If you have a lot of investments or savings, your mailbox is starting to fill up (or will soon fill up) with copies of all those forms that your bank, your employer, and your brokerage firm send to the Internal Revenue Service to report the income paid to you last year. Banks are required to report the amount of interest paid on deposit accounts. Right now, they are only required to file those reports on U.S. and Canadian account holders.
On January 6, the Internal Revenue Service (IRS) proposed new rules (REG-146097-09) requiring banks to report interest paid to nonresident foreign individuals just as they report interest on U.S. citizens and residents. The IRS will use this information to respond to foreign governments' requests for information about their citizens' U.S. income.
As the IRS stated in its notice, we have seen in the last few years "a growing global consensus" about how important it is for countries to cooperate in exchanging tax information to protect their tax revenues and catch tax cheats.

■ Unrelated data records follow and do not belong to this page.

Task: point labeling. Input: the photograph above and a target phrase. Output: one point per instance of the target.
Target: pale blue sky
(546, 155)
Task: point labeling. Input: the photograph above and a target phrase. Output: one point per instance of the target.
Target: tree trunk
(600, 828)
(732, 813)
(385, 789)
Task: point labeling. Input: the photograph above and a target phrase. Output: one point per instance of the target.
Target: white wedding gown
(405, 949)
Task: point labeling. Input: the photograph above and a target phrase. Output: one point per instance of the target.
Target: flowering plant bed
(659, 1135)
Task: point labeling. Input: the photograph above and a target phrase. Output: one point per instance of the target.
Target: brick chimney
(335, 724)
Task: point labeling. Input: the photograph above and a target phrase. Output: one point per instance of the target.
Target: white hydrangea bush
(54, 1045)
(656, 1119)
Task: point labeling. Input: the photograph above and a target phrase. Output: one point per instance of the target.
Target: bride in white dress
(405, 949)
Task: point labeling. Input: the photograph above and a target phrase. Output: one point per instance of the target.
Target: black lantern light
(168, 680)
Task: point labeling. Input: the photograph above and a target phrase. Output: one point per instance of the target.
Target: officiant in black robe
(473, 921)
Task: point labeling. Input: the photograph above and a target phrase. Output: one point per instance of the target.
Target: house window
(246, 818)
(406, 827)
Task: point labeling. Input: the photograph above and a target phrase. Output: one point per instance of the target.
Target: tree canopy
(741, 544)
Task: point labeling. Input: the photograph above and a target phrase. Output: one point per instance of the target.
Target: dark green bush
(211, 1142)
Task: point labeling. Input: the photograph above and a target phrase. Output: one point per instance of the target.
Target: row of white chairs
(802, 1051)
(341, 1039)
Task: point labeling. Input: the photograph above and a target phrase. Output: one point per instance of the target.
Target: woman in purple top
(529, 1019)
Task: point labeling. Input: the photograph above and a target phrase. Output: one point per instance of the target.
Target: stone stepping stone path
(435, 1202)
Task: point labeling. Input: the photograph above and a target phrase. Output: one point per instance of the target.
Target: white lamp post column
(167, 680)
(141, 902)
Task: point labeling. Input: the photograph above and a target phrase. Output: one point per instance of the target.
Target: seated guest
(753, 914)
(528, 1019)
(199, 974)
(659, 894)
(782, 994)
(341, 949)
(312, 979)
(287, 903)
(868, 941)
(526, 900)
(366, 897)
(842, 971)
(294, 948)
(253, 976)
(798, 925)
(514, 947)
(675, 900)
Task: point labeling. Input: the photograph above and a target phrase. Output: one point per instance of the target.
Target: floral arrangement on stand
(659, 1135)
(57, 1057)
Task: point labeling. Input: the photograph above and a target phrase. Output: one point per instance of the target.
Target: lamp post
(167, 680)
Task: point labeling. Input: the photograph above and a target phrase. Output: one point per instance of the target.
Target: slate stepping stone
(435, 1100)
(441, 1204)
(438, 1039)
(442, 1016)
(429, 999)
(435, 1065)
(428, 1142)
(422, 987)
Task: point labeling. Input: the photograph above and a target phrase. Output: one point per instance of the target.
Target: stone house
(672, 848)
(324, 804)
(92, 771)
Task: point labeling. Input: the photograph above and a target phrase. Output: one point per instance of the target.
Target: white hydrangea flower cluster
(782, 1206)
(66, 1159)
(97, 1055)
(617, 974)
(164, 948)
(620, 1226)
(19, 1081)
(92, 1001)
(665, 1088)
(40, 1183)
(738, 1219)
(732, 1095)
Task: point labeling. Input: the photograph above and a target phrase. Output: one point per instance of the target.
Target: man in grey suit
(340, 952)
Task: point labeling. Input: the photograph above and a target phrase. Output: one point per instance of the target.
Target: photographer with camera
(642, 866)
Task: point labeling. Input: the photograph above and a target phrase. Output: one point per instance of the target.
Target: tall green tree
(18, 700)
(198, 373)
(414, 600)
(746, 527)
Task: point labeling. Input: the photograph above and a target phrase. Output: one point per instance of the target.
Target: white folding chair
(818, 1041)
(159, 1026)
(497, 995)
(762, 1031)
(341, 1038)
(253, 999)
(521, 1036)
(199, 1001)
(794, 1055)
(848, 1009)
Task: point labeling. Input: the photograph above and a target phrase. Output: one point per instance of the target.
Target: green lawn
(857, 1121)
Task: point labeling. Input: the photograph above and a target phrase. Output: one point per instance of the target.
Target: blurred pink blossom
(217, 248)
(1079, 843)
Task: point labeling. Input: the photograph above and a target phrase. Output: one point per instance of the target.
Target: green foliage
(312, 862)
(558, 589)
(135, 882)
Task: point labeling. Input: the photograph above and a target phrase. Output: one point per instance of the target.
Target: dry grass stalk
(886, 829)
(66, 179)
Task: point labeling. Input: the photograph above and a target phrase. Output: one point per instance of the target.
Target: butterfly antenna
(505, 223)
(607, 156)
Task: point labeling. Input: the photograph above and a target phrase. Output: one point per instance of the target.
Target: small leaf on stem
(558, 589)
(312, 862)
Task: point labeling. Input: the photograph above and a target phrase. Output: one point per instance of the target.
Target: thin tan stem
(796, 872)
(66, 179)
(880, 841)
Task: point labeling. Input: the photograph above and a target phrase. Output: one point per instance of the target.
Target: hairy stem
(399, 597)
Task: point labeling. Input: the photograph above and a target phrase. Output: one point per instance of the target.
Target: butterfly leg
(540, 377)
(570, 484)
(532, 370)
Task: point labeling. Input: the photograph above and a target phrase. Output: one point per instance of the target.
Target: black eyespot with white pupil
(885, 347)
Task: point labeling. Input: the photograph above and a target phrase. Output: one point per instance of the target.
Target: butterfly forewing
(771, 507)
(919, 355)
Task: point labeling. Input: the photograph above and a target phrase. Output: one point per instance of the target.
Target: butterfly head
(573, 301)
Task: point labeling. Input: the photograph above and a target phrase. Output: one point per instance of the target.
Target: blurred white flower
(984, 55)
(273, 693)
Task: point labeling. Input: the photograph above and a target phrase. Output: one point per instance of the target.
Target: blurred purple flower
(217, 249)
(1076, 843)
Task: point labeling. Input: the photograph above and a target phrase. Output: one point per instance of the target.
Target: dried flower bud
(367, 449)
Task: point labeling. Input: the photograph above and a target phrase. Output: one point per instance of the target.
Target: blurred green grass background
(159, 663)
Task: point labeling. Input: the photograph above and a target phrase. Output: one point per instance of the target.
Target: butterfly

Many significant agreements have been reached recently, including eliminating the use of bank secrecy laws as a reason for refusing to share information.
The new reporting rules will also help the IRS catch U.S. tax cheats that are currently avoiding the reporting rules by posing as foreigners.
On the same day the proposed regulations were announced, the Center for Freedom and Prosperity, which CTJ long ago dubbed the "Tax Cheaters' Lobby," came out against the new rules and promised to lead the fight to "derail or kill this misguided regulation." The Tax Cheaters' Lobby works hard to preserve tax havens and the ability of wealthy people to hide their assets and avoid paying their taxes.
CTJ, on the other hand, applauds the IRS for taking this important step against tax evasion by citizens of all countries.